Financial Development and Economic Growth in Africa: A Cross-Country Evidence
No Thumbnail Available
Date
2023-02-04
Authors
Journal Title
Journal ISSN
Volume Title
Publisher
A.A.U.
Abstract
This study empirically examines the relationship between financial development and economic growth using a cross-country panel data analysis of 39 African countries. The aggregate economic growth indicator and the proxy variables for the financial development indicator are only considered for bank-based measures. To measure the level of financial development, the study uses two proxies, private sector credit to GDP and the index of financial development. Accordingly, the results show that the development of the financial sector has a positive and statistically significant effect on the economic growth of African countries for the two variables.
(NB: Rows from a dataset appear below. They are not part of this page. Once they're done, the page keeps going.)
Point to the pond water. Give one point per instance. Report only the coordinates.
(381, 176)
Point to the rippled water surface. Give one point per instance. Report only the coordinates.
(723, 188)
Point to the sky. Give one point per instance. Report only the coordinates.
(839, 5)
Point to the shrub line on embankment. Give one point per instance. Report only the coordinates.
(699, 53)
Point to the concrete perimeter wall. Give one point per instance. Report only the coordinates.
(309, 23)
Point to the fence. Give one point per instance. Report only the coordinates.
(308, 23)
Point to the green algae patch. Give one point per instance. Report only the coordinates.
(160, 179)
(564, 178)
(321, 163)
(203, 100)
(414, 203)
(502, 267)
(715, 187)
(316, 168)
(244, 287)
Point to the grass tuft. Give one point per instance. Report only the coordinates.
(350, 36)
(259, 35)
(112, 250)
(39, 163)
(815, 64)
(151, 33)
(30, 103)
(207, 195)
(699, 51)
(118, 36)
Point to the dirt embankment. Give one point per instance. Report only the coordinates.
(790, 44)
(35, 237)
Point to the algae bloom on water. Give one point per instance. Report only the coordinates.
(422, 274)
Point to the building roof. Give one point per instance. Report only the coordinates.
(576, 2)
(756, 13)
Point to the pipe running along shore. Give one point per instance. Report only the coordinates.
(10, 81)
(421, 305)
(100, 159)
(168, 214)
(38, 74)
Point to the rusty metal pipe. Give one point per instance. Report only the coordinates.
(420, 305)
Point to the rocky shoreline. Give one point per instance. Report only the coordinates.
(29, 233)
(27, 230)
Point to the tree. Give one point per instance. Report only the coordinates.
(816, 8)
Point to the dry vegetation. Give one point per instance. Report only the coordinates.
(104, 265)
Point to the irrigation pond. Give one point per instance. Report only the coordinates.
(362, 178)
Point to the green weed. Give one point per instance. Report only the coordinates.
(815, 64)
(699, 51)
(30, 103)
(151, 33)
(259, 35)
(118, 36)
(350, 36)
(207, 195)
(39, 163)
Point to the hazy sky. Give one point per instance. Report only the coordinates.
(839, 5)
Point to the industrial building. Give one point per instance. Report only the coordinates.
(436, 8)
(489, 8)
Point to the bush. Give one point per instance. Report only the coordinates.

The IV estimation results suggest that weak institutions and inadequate government regulation could distort economic decision-making and reduce productivity by hampering financial development. The finding also showed a significant positive coefficient attributed to the financial development indicator and the negative coefficient attributed to its squared value demonstrated the non-linearity of the relationship with financial development and growth. As a final point, the nonlinear relationship shows that when formulating economic growth strategies, we should consider the optimal level of financial development. The results for control variables suggests that foreign direct investment inflows, savings, trade openness, population and capital formation play important roles in boosting economic growth in African countries. However, increases in government size and inflation are detrimental to the economic growth of the same countries. Based on these findings, the study proposes the expansion of financial services through more lending to the private sector. The government should limit its size in the economy; savings in the economy should be channelled into productive investments; and it should manage the exchange rate and price of items in international trade to protect local producers and avoid imported inflation.